This evening little Avigael will be reunited with her family, her mom and dad are no longer in this world but her brothers, her grandparents, her uncles and aunts will be there to welcome her and give her all the love she needs.
Today for the first time since the start of the war I went down south near the border with Gaza and Egypt. The Israeli army declared the entire border a closed military zone, I was able to enter the area because my brother who is a reservist fighter and who was on leave for the weekend had a problem with his car, so I brought him back myself to his base. 2h30 by car and we enter this region which in Hebrew is called “Otef Aza”, which can be translated into English as the envelope of Gaza.
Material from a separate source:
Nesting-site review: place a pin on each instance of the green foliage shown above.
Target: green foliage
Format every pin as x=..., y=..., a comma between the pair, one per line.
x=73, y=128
Many agricultural villages called “kibbutzim” are on this border and play a buffer role between Gaza and the rest of Israel, their inhabitants are the first exposed in the event of problems at the border. My first visit to one of these “kibbutzim” of the south, was last July, a visit to Kibbutz Beeri with one of my daughters. A little paradise, where a warm community lives. An educated population, humanly rich, without any arrogance. A village made up of small, mostly identical houses, all with small flowery and well-kept gardens, lots of green space, grass, and play areas. Today I did not return to Bééri which is further north, I went South, towards the Egyptian border, in Souffa, near Kerem Shalom on road 232.
We drove on this road, this same road where on October 7th, hundreds of cars were burned with their passengers inside, this same road where the slaughtered bodies were strewn on the ground. I was able to see with my own eyes these “megonites”, these reinforced concrete shelters, where so many young people, thinking they could protect themselves, lost their lives in terrible suffering. I passed in front of this gas station which had been stormed by terrorists, who, failing to kill the two employees who were hiding, looted the shelves and ransacked the store. Along the road, I could see these protective barriers broken down by the tanks coming to the rescue. Then, when we arrived near Kerem Shalom, we drove slowly and my brother told me how he had to zigzag between the bodies to be able to move forward. We opened the window and the air still seemed permeated with this burning smell. Of course the poor charred bodies had been removed but the leafless trees with coal-black trunks were still standing there, like witnesses to the horror that the young people lived. We continued driving and in the distance, a very large yellow electric barrier awaited us and there we were, we had arrived at Kibbutz Souffa. This place so full of life has become a ghost village. A few cats are walking there and even them look sad and lost, we can see Gaza in the distance but we can no longer hear anything, due to the truce, the fighting has stopped and there is dead silence. I dropped my brother off, near a large building which served as the Kibbutz restaurant, a large common dining room where residents could have meals together, and which today serves as a large dormitory office; this is where the soldiers sleep, on the ground for more than a month. I asked my brother if I could go to the bathroom before hitting the road again and he took me to the girls’ dormitory, small houses reserved for young single girls from the Kibbutz. Everything inside is frozen, we feel in every detail of the room the urgency in which people had to leave the premises. Unmade beds, open wardrobes, half-filled bags left on the floor, loose belongings… Through these brutalized rooms I could feel all these broken lives. I just wanted to put everything away before leaving; cleaning, pinching and washing the linen, ensuring that these rooms find a little order and serenity.
I left Souffa at the end of the afternoon, I took the same path in the opposite direction, I left behind this war zone and these soldiers without whom our life on this land would be nothing but an impossible dream.